Tout au long de son histoire, pendant des siècles, l’Espagne a eu la responsabilité d’influencer le cours de l’humanité. Car elle a également traversé des périodes de tragédie, de silence, d’isolement et de douleur. Mais le peuple espagnol les a toujours surpassés ; a réussi à vaincre, sachant choisir son chemin avec force et avec la fierté des personnes qui sont et veulent être.

Nous devrions prendre davantage conscience du grand pays que nous avons, afin de le ressentir davantage et d’en prendre soin ensemble. Nous pourrons ainsi mieux remplir l’obligation dont j’ai parlé il y a quelques semaines aux Cortes : celle de garantir aux jeunes générations l’héritage d’une Espagne unie, cohésive, avec une volonté de compréhension et solide dans ses convictions démocratiques, civiques et morales ; l’héritage d’une Espagne respectée, d’une nation bien-aimée, dans laquelle ils peuvent continuer à développer leur vie librement, en toute sécurité, dans un environnement de stabilité et de confiance.
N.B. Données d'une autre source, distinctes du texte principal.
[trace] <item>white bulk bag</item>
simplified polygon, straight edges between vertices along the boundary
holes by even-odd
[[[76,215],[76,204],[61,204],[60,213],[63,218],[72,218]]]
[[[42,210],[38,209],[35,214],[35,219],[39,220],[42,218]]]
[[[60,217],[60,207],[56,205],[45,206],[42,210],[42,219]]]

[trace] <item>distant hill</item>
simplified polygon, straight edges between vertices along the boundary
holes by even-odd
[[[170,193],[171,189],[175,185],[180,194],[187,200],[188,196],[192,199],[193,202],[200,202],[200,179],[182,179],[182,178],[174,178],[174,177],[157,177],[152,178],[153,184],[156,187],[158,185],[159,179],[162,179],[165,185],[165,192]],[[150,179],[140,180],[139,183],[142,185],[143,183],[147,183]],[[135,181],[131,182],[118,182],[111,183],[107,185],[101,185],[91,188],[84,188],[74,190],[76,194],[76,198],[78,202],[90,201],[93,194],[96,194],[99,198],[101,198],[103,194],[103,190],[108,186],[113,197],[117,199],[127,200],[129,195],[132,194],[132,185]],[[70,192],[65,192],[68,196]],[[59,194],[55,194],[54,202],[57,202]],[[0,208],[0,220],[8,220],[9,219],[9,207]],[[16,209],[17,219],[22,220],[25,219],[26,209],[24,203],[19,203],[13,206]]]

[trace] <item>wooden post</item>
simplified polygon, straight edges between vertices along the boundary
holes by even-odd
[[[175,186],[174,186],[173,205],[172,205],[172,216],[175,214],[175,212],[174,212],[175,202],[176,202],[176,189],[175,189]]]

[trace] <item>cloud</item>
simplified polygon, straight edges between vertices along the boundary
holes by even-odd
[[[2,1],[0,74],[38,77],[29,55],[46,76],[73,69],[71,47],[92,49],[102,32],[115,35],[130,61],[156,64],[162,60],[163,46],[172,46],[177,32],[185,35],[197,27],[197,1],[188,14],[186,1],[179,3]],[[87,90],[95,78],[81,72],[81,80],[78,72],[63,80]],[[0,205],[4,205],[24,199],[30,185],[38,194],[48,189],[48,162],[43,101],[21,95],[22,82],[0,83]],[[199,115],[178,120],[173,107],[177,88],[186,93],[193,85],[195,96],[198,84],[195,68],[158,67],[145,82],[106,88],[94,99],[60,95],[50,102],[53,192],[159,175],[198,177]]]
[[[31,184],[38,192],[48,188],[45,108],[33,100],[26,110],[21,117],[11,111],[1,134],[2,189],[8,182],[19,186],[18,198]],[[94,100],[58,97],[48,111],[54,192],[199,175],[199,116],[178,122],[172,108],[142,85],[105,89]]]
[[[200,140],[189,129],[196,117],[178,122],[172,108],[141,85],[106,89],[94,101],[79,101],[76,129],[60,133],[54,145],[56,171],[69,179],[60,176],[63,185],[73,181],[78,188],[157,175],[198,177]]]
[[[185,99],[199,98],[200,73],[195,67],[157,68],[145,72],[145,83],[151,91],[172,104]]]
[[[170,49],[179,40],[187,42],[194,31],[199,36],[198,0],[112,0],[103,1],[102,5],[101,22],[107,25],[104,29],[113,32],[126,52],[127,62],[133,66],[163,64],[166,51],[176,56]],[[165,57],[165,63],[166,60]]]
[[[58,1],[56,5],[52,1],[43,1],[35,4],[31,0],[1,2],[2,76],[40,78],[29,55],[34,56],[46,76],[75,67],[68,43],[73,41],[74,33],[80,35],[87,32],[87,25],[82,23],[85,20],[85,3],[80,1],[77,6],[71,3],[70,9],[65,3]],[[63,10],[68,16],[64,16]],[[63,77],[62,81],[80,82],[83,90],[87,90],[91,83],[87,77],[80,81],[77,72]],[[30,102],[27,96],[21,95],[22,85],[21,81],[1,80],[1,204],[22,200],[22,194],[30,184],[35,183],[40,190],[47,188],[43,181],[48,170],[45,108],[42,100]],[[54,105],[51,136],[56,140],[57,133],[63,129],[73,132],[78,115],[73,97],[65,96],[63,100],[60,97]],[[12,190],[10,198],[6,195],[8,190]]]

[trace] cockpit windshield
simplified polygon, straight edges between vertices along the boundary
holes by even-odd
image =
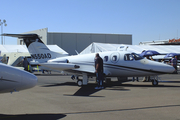
[[[139,54],[131,53],[131,55],[134,57],[135,60],[141,60],[141,59],[143,59],[143,57],[140,56]]]

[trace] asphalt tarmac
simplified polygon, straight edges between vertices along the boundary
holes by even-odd
[[[180,120],[180,74],[150,82],[78,87],[70,76],[36,74],[36,87],[0,95],[0,120]]]

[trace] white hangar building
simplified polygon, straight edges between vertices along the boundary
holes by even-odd
[[[131,34],[102,34],[102,33],[61,33],[48,32],[48,28],[34,30],[28,33],[36,33],[41,37],[41,40],[47,45],[58,45],[60,48],[75,55],[76,52],[81,52],[93,42],[99,43],[115,43],[115,44],[132,44]],[[17,40],[18,45],[23,45],[23,40]]]

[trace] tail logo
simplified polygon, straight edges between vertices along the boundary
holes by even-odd
[[[31,54],[31,57],[33,59],[51,59],[50,53],[44,53],[44,54]]]

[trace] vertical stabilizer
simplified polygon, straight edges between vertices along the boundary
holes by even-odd
[[[50,59],[65,56],[63,54],[50,51],[37,34],[3,34],[3,36],[18,37],[23,39],[32,59],[38,62],[46,62]]]

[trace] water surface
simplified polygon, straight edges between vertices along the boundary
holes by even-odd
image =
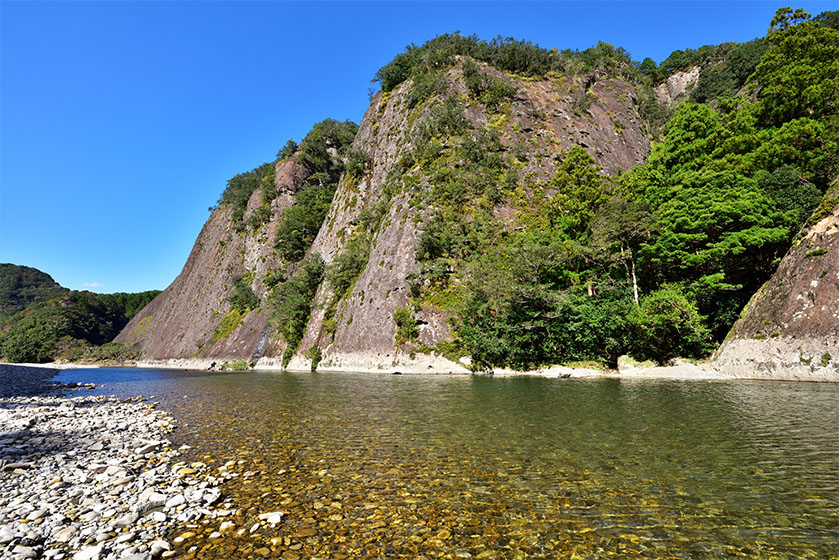
[[[242,461],[225,487],[253,508],[237,523],[289,513],[271,532],[199,535],[189,556],[837,557],[836,384],[132,369],[59,380],[154,395],[193,458]]]

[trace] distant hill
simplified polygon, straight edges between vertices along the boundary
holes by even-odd
[[[125,359],[109,343],[159,293],[72,291],[36,268],[0,264],[0,359]]]
[[[0,321],[33,303],[67,293],[52,276],[31,266],[0,264]]]

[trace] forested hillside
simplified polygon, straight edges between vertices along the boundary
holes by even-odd
[[[66,291],[52,276],[37,268],[0,264],[0,321]]]
[[[836,12],[784,8],[765,37],[661,64],[412,45],[360,125],[319,123],[229,181],[119,340],[283,367],[707,357],[836,203],[837,43]],[[663,99],[680,72],[696,83]]]
[[[160,291],[95,294],[71,291],[35,268],[0,268],[3,310],[33,302],[0,321],[0,359],[49,362],[55,359],[130,359],[134,354],[108,344]],[[103,346],[104,345],[104,346]]]

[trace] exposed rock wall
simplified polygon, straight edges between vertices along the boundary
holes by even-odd
[[[257,231],[236,232],[229,206],[217,208],[201,229],[178,277],[138,313],[115,339],[143,352],[146,360],[207,358],[248,360],[268,322],[263,279],[273,267],[273,232],[283,211],[293,201],[300,170],[294,158],[276,166],[279,195],[272,202],[271,219]],[[260,203],[257,190],[248,202],[245,218]],[[247,313],[227,336],[218,329],[231,312],[227,297],[234,280],[252,276],[251,288],[263,300]],[[214,339],[215,338],[215,339]]]
[[[753,296],[713,365],[738,377],[838,381],[838,208]]]
[[[680,95],[694,89],[700,78],[700,67],[694,66],[684,72],[675,72],[668,79],[656,86],[656,97],[660,103],[671,103]]]
[[[506,150],[527,146],[527,157],[518,170],[533,181],[547,181],[563,154],[583,146],[606,172],[618,174],[647,159],[650,141],[636,109],[637,92],[621,78],[599,74],[554,76],[544,80],[521,80],[477,63],[483,72],[510,80],[518,88],[509,108],[492,114],[476,101],[469,101],[460,66],[447,75],[448,94],[464,101],[470,126],[492,126]],[[309,253],[318,253],[325,263],[334,261],[360,227],[361,214],[385,196],[388,174],[400,157],[410,151],[412,131],[428,119],[443,96],[409,108],[411,81],[387,94],[377,94],[353,143],[354,150],[370,156],[370,168],[361,180],[343,177]],[[274,254],[274,232],[283,211],[293,204],[302,170],[294,158],[276,168],[280,194],[272,203],[272,215],[257,231],[237,232],[231,209],[221,206],[210,216],[181,274],[158,298],[139,313],[117,338],[142,350],[144,360],[235,359],[277,365],[286,348],[282,337],[268,325],[266,274],[283,266]],[[245,218],[259,205],[258,189],[249,201]],[[424,219],[433,209],[410,203],[410,196],[397,192],[390,198],[379,229],[372,233],[367,264],[352,290],[335,306],[336,325],[329,334],[324,315],[333,300],[329,284],[321,284],[312,314],[292,360],[292,368],[308,368],[305,353],[317,346],[322,366],[377,369],[407,363],[413,358],[397,352],[394,343],[397,308],[408,303],[407,277],[417,270],[414,247]],[[500,203],[494,212],[515,227],[515,211]],[[231,332],[220,325],[231,309],[227,301],[234,279],[252,275],[252,288],[261,299],[259,309],[249,312]],[[420,324],[420,342],[429,346],[449,337],[447,316],[432,306],[415,312]],[[224,330],[224,329],[222,329]],[[438,367],[438,366],[435,366]],[[453,364],[453,367],[456,367]]]
[[[496,78],[503,75],[481,65],[484,72]],[[510,79],[505,77],[505,79]],[[466,97],[466,86],[459,69],[449,73],[451,91]],[[553,176],[555,166],[573,145],[583,146],[599,165],[611,173],[619,173],[647,159],[650,144],[644,125],[635,109],[635,90],[621,79],[599,78],[574,80],[562,78],[539,81],[516,81],[519,93],[511,103],[507,119],[497,119],[502,143],[512,149],[527,142],[532,153],[543,152],[553,157],[529,160],[522,174],[542,180]],[[372,171],[358,185],[344,182],[336,192],[333,205],[312,251],[330,262],[340,252],[342,239],[356,227],[359,215],[382,196],[388,173],[399,156],[411,149],[411,131],[423,122],[428,111],[410,121],[406,98],[410,81],[401,84],[389,95],[381,93],[362,120],[354,148],[370,154]],[[586,96],[585,109],[579,100]],[[430,106],[433,106],[431,104]],[[491,116],[476,104],[466,108],[466,115],[475,129],[490,123]],[[391,200],[386,218],[374,235],[368,262],[356,281],[352,293],[336,310],[336,331],[326,337],[323,332],[324,309],[331,293],[322,286],[300,351],[290,367],[309,366],[302,353],[313,345],[323,350],[323,368],[384,369],[410,367],[413,360],[394,343],[394,312],[409,302],[407,277],[417,271],[415,245],[419,228],[430,209],[412,206],[409,196],[400,193]],[[496,208],[498,215],[513,215],[504,203]],[[450,336],[447,316],[433,306],[415,311],[419,322],[421,344],[434,346]],[[264,360],[275,365],[276,360]],[[435,366],[437,367],[437,366]],[[451,366],[457,369],[457,364]]]

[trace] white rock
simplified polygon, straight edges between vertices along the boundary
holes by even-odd
[[[63,529],[59,529],[53,533],[52,538],[58,542],[67,542],[72,539],[76,533],[78,533],[78,530],[75,527],[64,527]]]
[[[259,518],[263,521],[276,525],[283,520],[284,513],[282,511],[272,511],[271,513],[261,513]]]
[[[73,555],[73,560],[99,560],[102,548],[102,544],[85,547]]]
[[[175,494],[171,498],[166,501],[166,505],[164,509],[172,509],[180,506],[183,503],[186,503],[187,499],[184,498],[183,494]]]

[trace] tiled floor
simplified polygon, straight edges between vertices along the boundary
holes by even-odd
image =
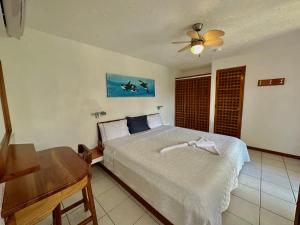
[[[223,225],[293,225],[300,160],[249,152],[252,161],[241,171]],[[160,224],[98,166],[93,167],[92,186],[99,225]],[[63,206],[79,198],[80,194],[74,195]],[[76,208],[64,216],[63,224],[77,224],[86,216],[83,207]],[[40,224],[50,225],[51,217]]]

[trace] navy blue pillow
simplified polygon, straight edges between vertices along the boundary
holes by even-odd
[[[147,116],[127,117],[126,119],[129,133],[131,134],[150,129],[147,122]]]

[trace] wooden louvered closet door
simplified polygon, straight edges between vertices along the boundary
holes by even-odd
[[[240,138],[246,67],[217,71],[214,132]]]
[[[210,76],[176,79],[176,126],[209,130],[210,84]]]

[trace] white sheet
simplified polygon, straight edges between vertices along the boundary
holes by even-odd
[[[166,146],[207,138],[221,156],[193,147],[160,154]],[[162,126],[105,143],[104,164],[172,223],[220,225],[247,147],[237,138]]]

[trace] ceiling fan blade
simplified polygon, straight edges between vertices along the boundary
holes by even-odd
[[[191,41],[173,41],[172,44],[190,43]]]
[[[204,40],[208,41],[211,39],[221,37],[224,34],[225,34],[225,32],[222,30],[210,30],[210,31],[207,31],[205,34],[203,34],[203,38],[204,38]]]
[[[221,38],[215,38],[204,42],[204,46],[221,46],[224,41]]]
[[[199,39],[199,34],[194,31],[194,30],[190,30],[188,32],[186,32],[187,36],[189,36],[190,38],[193,38],[193,39]]]
[[[190,47],[191,47],[191,44],[188,44],[188,45],[184,46],[183,48],[179,49],[178,52],[182,52],[182,51],[184,51],[184,50],[187,50],[187,49],[189,49]]]

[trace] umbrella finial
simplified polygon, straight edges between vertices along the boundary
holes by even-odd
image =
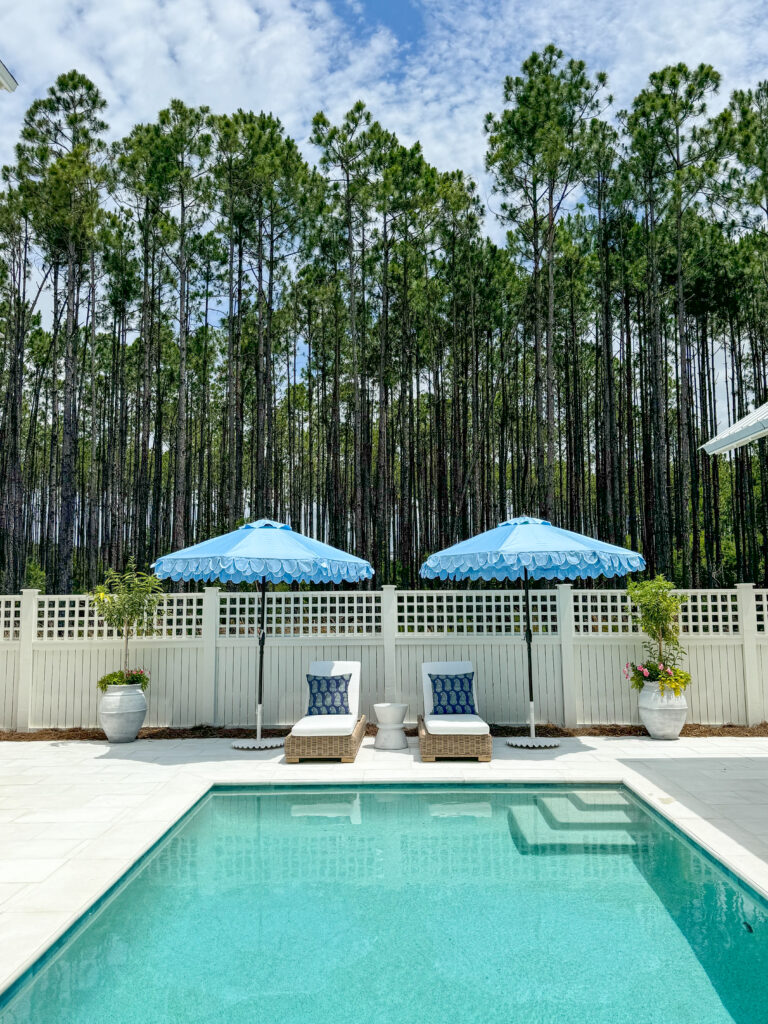
[[[515,516],[513,519],[505,519],[499,526],[551,526],[548,519],[535,519],[533,516]]]
[[[278,523],[276,519],[257,519],[253,523],[243,523],[241,530],[290,530],[288,523]]]

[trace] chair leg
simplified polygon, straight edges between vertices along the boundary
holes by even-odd
[[[478,757],[477,760],[478,761],[490,761],[491,760],[491,755],[490,754],[487,754],[487,755],[483,754],[480,757]]]
[[[354,759],[354,757],[342,757],[341,763],[342,764],[354,764],[355,763],[355,759]]]
[[[421,755],[421,760],[422,761],[428,761],[428,762],[431,763],[431,762],[433,762],[435,760],[435,758],[434,757],[429,757],[428,755],[425,755],[425,754],[422,754]]]
[[[299,759],[298,759],[298,757],[286,757],[285,763],[286,764],[298,764],[299,763]]]

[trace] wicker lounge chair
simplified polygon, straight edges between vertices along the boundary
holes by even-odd
[[[490,761],[491,730],[479,715],[435,715],[432,713],[432,675],[461,675],[474,672],[471,661],[428,661],[421,666],[424,715],[419,715],[419,750],[422,761],[436,757],[476,757]],[[472,697],[477,708],[477,687],[472,680]]]
[[[349,672],[348,715],[305,715],[285,740],[285,760],[298,764],[300,760],[320,758],[349,763],[357,757],[365,736],[365,715],[360,712],[360,662],[313,661],[310,675],[333,676]]]

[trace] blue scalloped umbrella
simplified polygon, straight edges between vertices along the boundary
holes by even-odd
[[[163,555],[152,568],[160,579],[175,582],[220,580],[261,585],[256,747],[250,749],[282,745],[282,740],[263,742],[261,739],[267,584],[359,583],[373,576],[373,568],[365,559],[295,533],[286,523],[277,523],[274,519],[258,519],[221,537]]]
[[[441,580],[522,579],[525,590],[530,733],[531,740],[535,740],[529,580],[626,576],[627,573],[639,572],[644,568],[643,556],[628,548],[605,544],[571,530],[561,530],[546,519],[518,516],[500,523],[493,530],[479,533],[476,537],[430,555],[421,567],[421,575],[425,579]],[[522,744],[515,742],[512,745]]]

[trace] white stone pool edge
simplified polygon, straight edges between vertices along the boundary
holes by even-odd
[[[285,764],[227,740],[0,742],[0,993],[214,785],[623,783],[768,897],[768,739],[581,737],[556,750],[494,740],[490,764],[375,751]]]

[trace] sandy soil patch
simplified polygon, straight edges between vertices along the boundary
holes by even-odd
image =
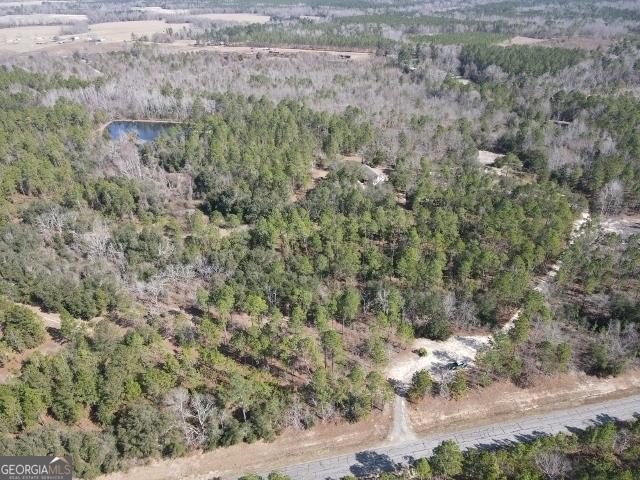
[[[420,433],[451,430],[516,418],[524,412],[560,410],[586,403],[622,398],[640,391],[640,370],[632,369],[617,378],[599,379],[584,373],[566,373],[539,378],[536,385],[522,389],[510,382],[496,382],[451,401],[439,397],[411,404],[413,428]]]
[[[60,314],[53,312],[45,312],[41,308],[34,307],[33,305],[27,305],[25,303],[17,303],[21,307],[27,308],[39,316],[44,321],[44,326],[47,328],[60,328]]]
[[[572,38],[533,38],[516,36],[498,43],[501,47],[512,45],[536,45],[538,47],[578,48],[582,50],[596,50],[608,48],[617,41],[616,38],[572,37]]]
[[[496,167],[495,161],[504,157],[500,153],[489,152],[487,150],[478,150],[478,163],[484,167],[486,173],[497,175],[498,177],[511,177],[518,179],[521,183],[531,183],[535,180],[535,175],[532,173],[524,172],[520,169],[511,168],[508,165],[502,167]]]
[[[20,368],[24,361],[35,352],[47,355],[58,352],[61,348],[62,345],[56,342],[49,333],[46,333],[44,342],[36,348],[30,348],[22,353],[11,355],[11,358],[4,364],[4,366],[0,367],[0,383],[6,383],[16,377],[20,373]]]
[[[478,163],[480,163],[480,165],[493,165],[493,163],[501,157],[504,157],[504,155],[490,152],[488,150],[478,150]]]
[[[44,24],[72,24],[86,22],[86,15],[66,15],[58,13],[33,13],[30,15],[0,15],[0,27],[44,25]]]
[[[318,182],[322,180],[324,177],[329,175],[329,170],[325,170],[324,168],[311,167],[311,182],[309,182],[304,188],[293,192],[289,197],[289,203],[295,203],[298,200],[304,198],[305,194],[312,190],[318,185]]]
[[[640,215],[616,215],[600,220],[605,232],[617,233],[622,238],[640,234]]]
[[[212,22],[233,22],[233,23],[267,23],[271,20],[268,15],[258,15],[255,13],[201,13],[189,15],[190,18],[198,20],[210,20]]]
[[[405,384],[410,383],[413,374],[420,370],[428,370],[432,376],[438,376],[453,362],[472,364],[478,351],[490,341],[490,335],[456,335],[445,341],[418,338],[413,343],[413,351],[404,352],[394,360],[388,376]],[[426,356],[416,353],[421,348],[427,350]]]
[[[226,238],[234,233],[243,233],[249,231],[249,225],[243,223],[242,225],[238,225],[237,227],[218,227],[218,233],[220,233],[220,237]]]
[[[387,434],[385,443],[387,445],[394,445],[402,442],[410,442],[417,438],[418,436],[409,418],[407,399],[404,396],[396,395],[393,400],[393,424]]]
[[[478,150],[478,163],[484,166],[485,172],[498,175],[499,177],[507,177],[509,176],[509,170],[504,167],[499,168],[494,166],[495,161],[502,157],[504,157],[504,155],[500,153]]]
[[[99,477],[101,480],[204,480],[216,476],[270,471],[313,459],[331,458],[379,444],[390,428],[391,408],[356,424],[318,425],[310,430],[286,430],[274,442],[259,441],[219,448],[209,453],[154,462]]]
[[[46,336],[42,344],[36,348],[30,348],[22,353],[12,355],[9,361],[6,362],[4,366],[0,367],[0,383],[5,383],[7,380],[17,375],[20,372],[22,363],[33,353],[40,352],[43,354],[50,354],[55,353],[62,348],[62,345],[56,342],[50,334],[50,329],[60,329],[60,315],[57,313],[43,312],[40,308],[34,307],[33,305],[26,305],[24,303],[17,303],[16,305],[20,305],[31,310],[42,319],[45,329],[47,330],[45,333]]]
[[[536,45],[544,41],[544,38],[515,36],[510,38],[509,40],[504,40],[503,42],[498,43],[498,45],[501,47],[510,47],[512,45]]]
[[[311,168],[311,178],[314,180],[319,180],[321,178],[329,175],[329,170],[325,170],[324,168],[312,167]]]

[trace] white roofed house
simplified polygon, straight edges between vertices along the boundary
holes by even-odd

L’Espagne continuera d’avancer. Avec détermination, avec espoir, nous le ferons ensemble ; conscient de notre réalité historique et actuelle, de notre vérité en tant que Nation. La Couronne sera toujours sur cette voie ; non seulement parce que c’est mon devoir de Roi, mais aussi parce que c’est ma conviction.

Merci pour votre temps ce soir et avec la Reine, la Princesse Leonor et l’Infante Sofía, nous vous souhaitons un joyeux réveillon de Noël, avec un souvenir très spécial pour ceux qui, en ce moment, avec dévouement et dévouement, assurent la sécurité de tous, et pour le fonctionnement des services publics. »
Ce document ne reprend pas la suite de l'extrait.